1904 — Martin David Jenkins was born. Jenkins conducted early research on race and intelligence scale scores. He found essentially equal intelligence levels and identified superior African American students, one of whom had the highest IQ score then on record. The behavioral science center at Morgan State College is named for Jenkins.
1910 — Leo M. Hurvich was born. Hurvich, with Dorothea Jameson, has been responsible for pioneering experiments on the opponent-process theory of color vision. Society of Experimental Psychologists Warren Medal, 1971; APA Distinguished Scientific Contribution Award, 1972.
1944 — Edward L. Thorndike and Irving Lorge's Teacher's Word Book of 30,000 Words was published. The monumental word-counting project was funded by the Roosevelt administration's Works Progress Administration as a productive way of employing academics during the Depression.
1947 — The first meeting of the Conference of State Psychological Societies was held in Detroit.
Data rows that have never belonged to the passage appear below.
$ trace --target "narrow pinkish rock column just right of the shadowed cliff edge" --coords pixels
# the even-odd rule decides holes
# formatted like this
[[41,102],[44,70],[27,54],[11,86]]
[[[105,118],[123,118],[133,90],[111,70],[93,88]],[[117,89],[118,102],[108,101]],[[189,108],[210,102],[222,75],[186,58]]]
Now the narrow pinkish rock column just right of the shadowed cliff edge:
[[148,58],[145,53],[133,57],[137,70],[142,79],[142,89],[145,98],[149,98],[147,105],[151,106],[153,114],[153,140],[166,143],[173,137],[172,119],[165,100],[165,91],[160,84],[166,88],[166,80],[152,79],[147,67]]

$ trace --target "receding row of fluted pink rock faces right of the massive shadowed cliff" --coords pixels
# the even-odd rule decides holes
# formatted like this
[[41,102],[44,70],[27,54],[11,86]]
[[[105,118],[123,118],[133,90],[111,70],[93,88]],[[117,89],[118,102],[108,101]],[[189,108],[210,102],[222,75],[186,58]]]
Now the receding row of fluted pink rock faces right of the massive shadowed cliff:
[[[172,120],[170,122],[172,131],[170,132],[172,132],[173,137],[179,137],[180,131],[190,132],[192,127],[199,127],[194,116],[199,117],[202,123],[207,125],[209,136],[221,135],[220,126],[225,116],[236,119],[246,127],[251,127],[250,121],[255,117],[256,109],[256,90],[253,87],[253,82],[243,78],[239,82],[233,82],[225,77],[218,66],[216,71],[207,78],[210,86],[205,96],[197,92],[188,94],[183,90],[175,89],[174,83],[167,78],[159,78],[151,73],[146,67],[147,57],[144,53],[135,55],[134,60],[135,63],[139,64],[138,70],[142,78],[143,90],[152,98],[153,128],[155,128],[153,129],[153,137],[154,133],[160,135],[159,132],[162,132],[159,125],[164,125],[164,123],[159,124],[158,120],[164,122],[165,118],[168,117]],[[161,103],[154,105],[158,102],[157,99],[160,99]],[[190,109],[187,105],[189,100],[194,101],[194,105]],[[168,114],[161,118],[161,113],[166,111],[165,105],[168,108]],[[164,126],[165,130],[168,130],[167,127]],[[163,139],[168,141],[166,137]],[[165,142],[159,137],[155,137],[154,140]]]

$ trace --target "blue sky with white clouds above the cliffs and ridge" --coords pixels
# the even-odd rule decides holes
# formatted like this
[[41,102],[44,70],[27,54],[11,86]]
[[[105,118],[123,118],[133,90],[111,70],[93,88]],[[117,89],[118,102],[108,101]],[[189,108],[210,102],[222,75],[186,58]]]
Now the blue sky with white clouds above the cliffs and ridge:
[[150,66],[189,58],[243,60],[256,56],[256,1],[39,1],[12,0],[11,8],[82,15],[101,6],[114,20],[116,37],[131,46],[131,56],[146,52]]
1956 — The Special Group on Information Theory of the Institute of Electrical and Electronics Engineers met at the Massachusetts Institute of Technology. This meeting has been cited as the beginning of the cognitive revolution in psychology. George A. Miller, Herbert Simon, Allen Newell, Noam Chomsky, David Green, and John Swets were among those in attendance.
1982 — The Dallas Society for Psychoanalytic Psychology was established, although the first open organizational meeting was held later, on November 6, 1982, during the meeting of the Texas Psychological Association at the Lincoln Hotel in Dallas. Paul Munves was instrumental in organizing the group and was its first president.
1987 — The Rhode Island Psychological Association was incorporated.